Ethiopia Arrests 63 Suspected Of Rights Abuses, Corruption
Ethiopia has arrested 63 intelligence officials, military personnel and businesspeople on allegations of rights violations and corruption, the country's attorney general announced on Monday.
The sweeping high-profile arrests carried out in recent days are a result of Prime Minister Abiy Ahmed's order for a months-long investigation into misdoings under the previous government.
Ethiopia Arrests 63 Suspected Of Rights Abuses, Corruption |
Attorney General Berhanu Tsegaye told the media that some of those arrested are suspected of abuses of prisoners including "beatings, forced confessions, sodomy, rape, electrocution and even killings".
Some of those arrested are accused of mismanaging a state-owned military corporation, the Metal and Engineering Corporation, that was looted in a multi-billion dollar corruption scheme, he said.
Berhanu also said that Ethiopia's former spy chief is suspected of involvement in an attempt to assassinate the new prime minster at a rally on June 23. While other officials implicated in the plot have fled the country, the former intelligence chief is now residing in northern Ethiopia and should turn himself in to authorities, he said.
Yilikal Getnet, an opposition figure, told The Associated Press the public had demanded the arrests of the former officials.
"These have been issues that we in the opposition have long been calling for, too," he said, adding that Ethiopia needs a truth and reconciliation process to investigate past misdoings. "The ruling party alone can't bring justice for all these atrocities committed in the past."

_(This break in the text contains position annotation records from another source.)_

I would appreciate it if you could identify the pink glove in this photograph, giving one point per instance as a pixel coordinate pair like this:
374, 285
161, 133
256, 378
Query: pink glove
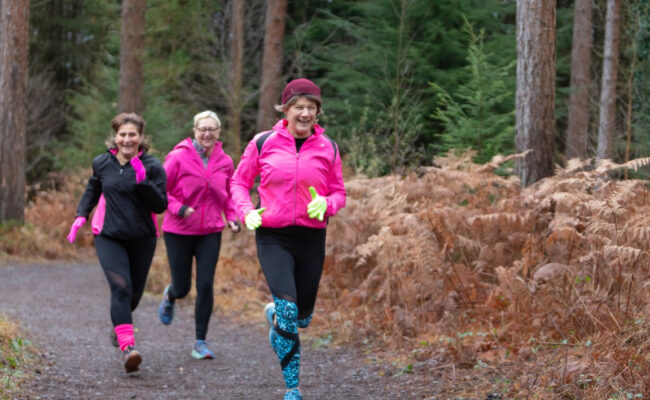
140, 172
78, 223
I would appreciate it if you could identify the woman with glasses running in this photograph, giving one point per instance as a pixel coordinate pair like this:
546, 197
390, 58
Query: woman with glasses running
198, 179
128, 187
301, 185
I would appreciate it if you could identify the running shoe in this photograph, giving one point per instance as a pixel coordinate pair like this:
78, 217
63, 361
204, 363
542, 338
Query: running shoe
202, 351
166, 308
269, 313
132, 359
293, 394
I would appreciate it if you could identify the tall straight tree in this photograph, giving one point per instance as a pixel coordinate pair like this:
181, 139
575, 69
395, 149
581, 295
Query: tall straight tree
237, 71
578, 124
276, 14
606, 122
14, 65
535, 96
131, 55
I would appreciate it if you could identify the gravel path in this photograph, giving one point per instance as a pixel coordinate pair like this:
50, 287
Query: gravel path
64, 310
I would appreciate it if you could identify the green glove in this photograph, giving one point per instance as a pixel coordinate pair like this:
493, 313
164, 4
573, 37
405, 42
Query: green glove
317, 206
254, 218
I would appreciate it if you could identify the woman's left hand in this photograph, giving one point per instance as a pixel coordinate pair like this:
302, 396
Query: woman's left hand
140, 172
234, 226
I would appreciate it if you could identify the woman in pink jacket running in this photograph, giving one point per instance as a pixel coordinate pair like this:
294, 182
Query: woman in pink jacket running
198, 177
301, 185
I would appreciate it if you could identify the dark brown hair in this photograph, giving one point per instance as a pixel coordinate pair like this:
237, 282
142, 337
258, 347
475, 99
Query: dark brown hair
128, 118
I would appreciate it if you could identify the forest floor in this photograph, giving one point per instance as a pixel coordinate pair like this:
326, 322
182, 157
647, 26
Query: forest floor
64, 311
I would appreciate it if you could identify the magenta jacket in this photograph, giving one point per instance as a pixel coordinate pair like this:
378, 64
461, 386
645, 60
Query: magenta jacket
206, 190
285, 178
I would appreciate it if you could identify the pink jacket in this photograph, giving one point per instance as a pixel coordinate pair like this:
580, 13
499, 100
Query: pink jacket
206, 190
285, 178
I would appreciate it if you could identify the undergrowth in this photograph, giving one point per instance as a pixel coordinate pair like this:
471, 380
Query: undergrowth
456, 267
16, 355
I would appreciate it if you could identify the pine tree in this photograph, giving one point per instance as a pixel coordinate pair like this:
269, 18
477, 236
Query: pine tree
480, 114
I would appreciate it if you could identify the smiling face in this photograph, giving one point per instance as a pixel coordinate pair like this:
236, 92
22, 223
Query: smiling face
301, 116
128, 139
206, 132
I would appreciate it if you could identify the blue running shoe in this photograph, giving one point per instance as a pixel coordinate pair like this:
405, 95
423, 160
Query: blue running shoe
201, 351
293, 394
166, 308
269, 313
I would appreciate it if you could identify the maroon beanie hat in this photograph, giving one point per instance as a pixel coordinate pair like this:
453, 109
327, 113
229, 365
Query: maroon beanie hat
299, 86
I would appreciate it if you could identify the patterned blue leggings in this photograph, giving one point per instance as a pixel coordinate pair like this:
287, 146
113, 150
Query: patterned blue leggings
285, 339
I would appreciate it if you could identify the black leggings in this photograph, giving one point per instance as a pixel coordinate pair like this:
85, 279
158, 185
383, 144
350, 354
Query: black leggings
180, 250
126, 265
292, 261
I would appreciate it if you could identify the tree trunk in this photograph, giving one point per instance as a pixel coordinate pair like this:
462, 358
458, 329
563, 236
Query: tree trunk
578, 125
237, 61
14, 65
606, 123
131, 54
535, 98
276, 14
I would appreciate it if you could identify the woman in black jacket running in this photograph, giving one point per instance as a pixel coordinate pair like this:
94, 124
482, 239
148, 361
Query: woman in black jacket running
129, 188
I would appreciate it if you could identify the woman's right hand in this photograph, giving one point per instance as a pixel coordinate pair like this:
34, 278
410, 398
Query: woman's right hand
188, 211
253, 219
78, 223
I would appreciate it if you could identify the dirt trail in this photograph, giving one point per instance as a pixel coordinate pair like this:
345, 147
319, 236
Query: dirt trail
64, 310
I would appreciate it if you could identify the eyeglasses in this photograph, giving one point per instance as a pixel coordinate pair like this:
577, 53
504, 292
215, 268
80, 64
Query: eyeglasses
204, 130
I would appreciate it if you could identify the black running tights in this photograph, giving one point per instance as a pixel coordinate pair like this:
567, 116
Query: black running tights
180, 250
126, 265
292, 261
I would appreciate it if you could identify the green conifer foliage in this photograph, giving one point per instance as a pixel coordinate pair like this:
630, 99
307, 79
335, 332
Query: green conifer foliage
480, 114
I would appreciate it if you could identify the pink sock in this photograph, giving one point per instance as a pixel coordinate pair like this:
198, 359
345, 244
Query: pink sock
125, 336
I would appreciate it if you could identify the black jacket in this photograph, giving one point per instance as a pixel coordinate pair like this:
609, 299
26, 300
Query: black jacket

Under the previous government, Ethiopia, a close security ally of the West, used to be accused of rights violations by human rights activists. Since Abiy, 42, came to power in April his new government has released several thousand political prisoners, permitted exiled opposition groups to return home, dropped terror charges against prominent opposition politicians and permitted the media to operate more freely.
Despite the reforms, ethnic-based clashes are continuing in some parts of Ethiopia and pose the most serious threat to Abiy's leadership of this East African nation of 100 million people.